The group points out in its November 15th objection that the proposal violates the new Healthy Forest Restoration Act in several ways--most notably the extremely low population numbers in the planning area cannot possibly justify the designation of Wildland-Urban Interface as required. Further, the environmental analysis assumes that not doing anything (no action) is equivalent to a catastrophic fire burning the entire forest and all the homes down at one time. The residents’ objection statistically demonstrated how this scenario is extremely unlikely and spending close to $10 million of tax payer dollars to address this unlikely event is irrational at best.

"These forests don’t need ten more years of logging and heavy-handed management," said Bryan Bird. "They are recovering on their own and would benefit most from road removals and cattle reductions. The Forest Service should now sit down with the community and develop a collaborative wildfire protection plan."

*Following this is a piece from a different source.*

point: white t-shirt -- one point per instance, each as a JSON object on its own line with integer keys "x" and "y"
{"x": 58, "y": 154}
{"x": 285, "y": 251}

The Tajique Project is only the third time the Forest Service has used the new Healthy Forest Restoration Act in New Mexico, and residents contend it is being driven more by economics than ecological conditions.

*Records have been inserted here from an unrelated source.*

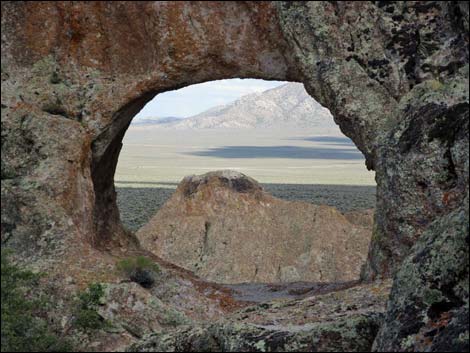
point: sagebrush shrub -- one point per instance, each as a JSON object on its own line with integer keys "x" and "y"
{"x": 139, "y": 269}
{"x": 22, "y": 329}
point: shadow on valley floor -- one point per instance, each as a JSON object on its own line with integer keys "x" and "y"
{"x": 328, "y": 140}
{"x": 295, "y": 152}
{"x": 138, "y": 204}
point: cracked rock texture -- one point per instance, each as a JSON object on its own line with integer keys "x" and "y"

The Tajique Watershed Citizen’s Alternative includes the following:

  1. No new road construction;

  2. Closing and decommissioning at least enough road miles to bring the planning area into compliance with the Cibola Management Plan;

  3. Reduce fuel break construction by 75% (25 miles);

  4. Fuel break and defensible spaces based on landscape features and weather patterns (e.g. location of past lightening strikes and natural movement of fires, past thinning, prevailing wind directions, and locations of private dwellings);

  5. No landscape level logging or thinning;

  6. 12" d.b.h. diameter cap in all vegetation treatments;

  7. 9" diameter cap within Mexican spotted owl activity centers and northern goshawk territories;

  8. Retire grazing allotments in the planning area (grazing reduces grasses which previously fueled frequent, low-intensity surface fires and normally compete with pine seedling establishment and the removal of livestock is necessary for a successful restoration of historic vegetation structure and natural processes);

  9. Increase law enforcement presence, especially after business hours to prevent tree and animal poaching, human fire starts, and illegal OHV use;

  10. Increase fire patrols and Capilla Peak Fire Tower observation days;

  11. Close this area during extreme fire danger periods;

  12. Develop a pre- and post-project monitoring plan for wildlife, soil impacts, water quality and other resource concerns;

  13. Create a citizen oversight committee to work with the USFS in integrating monitoring information into an adaptive management plan;

  14. Contour felling of all cut trees over 6" d.b.h (limbed trees be placed perpendicular to the slope, set into the soil, staked on the downhill side and arranged on a shingle pattern), trees under 6" d.b.h. will be piled and burned;

  15. Limit fires to prescribed wildland fire use ('managed' naturally occurring wildfires); and

  16. Separate funding and implementation of fuel break projects from habitat management projects.

WildEarth Guardians is a non-profit corporation with approximately 1400 members throughout the United States, including New Mexico. WildEarth Guardians’ mission is to protect and restore the natural biological diversity of America’s southwest, including forests in the Cibola National Forest. Members of WildEarth Guardians engage in outdoor recreation, wildlife viewing and other activities in the Cibola National Forest.